Does Love Sabotage Desire?
A married man went to visit the doctor one day and the doctor said, ‘Have you had sex in the last seven days?’ And the man said, ‘No, my birthday’s in April.’
That’s the running joke, right? When you say “I do”, you’re really saying “I don’t” to sex. The problem is, lack of intimacy in long-term relationships, often labeled as “losing the spark”, is not a laughing matter for the many couples that face this struggle.
If you’re having a hard time keeping the passionate, desire-fueled sex alive with the partner you’re deeply in love with, know that you’re not alone. Esther Perel, a Belgian therapist who’s crafted a successful career focused on relationships, sexuality, and couples therapy recently gave a TED Talk explaining why even loving, committed couples can struggle to keep the sexual spark alive in their marriage or long-term relationship.
To Love Is To Have and To Desire Is To Want
One of the main culprits behind the decline of desire with time, according to Perel, is that love and desire are composed of fundamentally different ingredients. Love is fueled by closeness, familiarity, and security. For most people, love means “minimizing the distance” between the two partners to create a space that is filled with safety and oneness. Desire, on the other hand is all about novelty, mystery, intrigue and longing.
It’s quite the contradiction. We ask our partners to provide care, safety and stability and, in the same breath, we want them to be mysterious, spontaneous and ever-novel. It might feel like an impossible feat, but it isn’t. With a little intentionality, flexibility and creativity, it’s entirely possible to enjoy a strong, lasting marriage filled with desire between the partners.
So, What’s the Secret to Keeping Desire Alive in a Long-Term, Loving Relationship?

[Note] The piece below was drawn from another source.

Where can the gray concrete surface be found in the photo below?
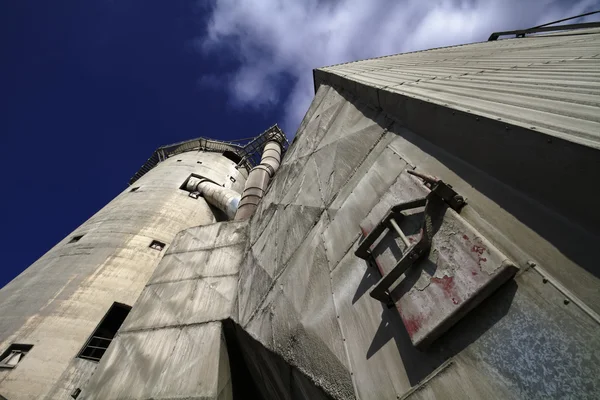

While there’s no single ‘secret’ that’s sure to keep desire strong in your long term relationship, here are a few ways to help give desire a boost:
Give Your Partner a Chance to Miss You
Healthy separation fuels desire – it gives partners a chance to miss one another and imagine the moment when they will reunite. Time apart leaves room for longing — an important aspect of desire.
Develop Your Own Strengths and Interests
Build your own skills, strengths, and self-esteem by working on yourself and your personal interests. This gives you partner or spouse the chance to see you as being strong, confident, and independent.This means different things for different people — it could mean watching a partner interact seamlessly with others at a party, performing onstage, or even repairing a stubborn knock it the family car that nobody else could fix. Regardless of the situation or activity, it’s about partners seeing each other as strong, self-assured, and independent.
Simply put, confidence is damn sexy.
Be Creative and Challenge One Another
Newness fuels passion and desire. Couples who are successful in keeping the sexual ‘spark’ in their marriage know that mystery can be erotic, and that’s not necessarily meaning in a sexual way. It could mean simply switching up a routine, being creative, and encouraging each other to explore, indulge, and experience desire.
Create an Environment for Desire
Between work demands, household chores, kids’ homework, after-school activities, and so on, many of us start our days in “take care of shit” mode, and stay in that mode for the next 17 hours. Hard to go from a task-oriented, duty-based space to a space of sensuality and desire at the flip of a switch. Try integrating micro-moments dedicated to desire into your day. It may be stopping for a moment to give your partner an extra-long kiss, sending a random flirty message, wearing that lacey black underwear typically reserved for either sexy-time or laundry days. The idea is to keep that part of you awake and acknowledged, even if only in small ways, so that when opportunity does arise with your partner, it doesn’t feel like you need to dig too far to get in touch with your inner lover.
A lack of desire is one of the most common reasons why people seek out couples therapy. If you and your partner are missing that spark, know that it absolutely can be rekindled with a little bit of time, effort and creativity. And if you still need help, sex therapy may be able to help you tend to both the love and the desire in your relationship.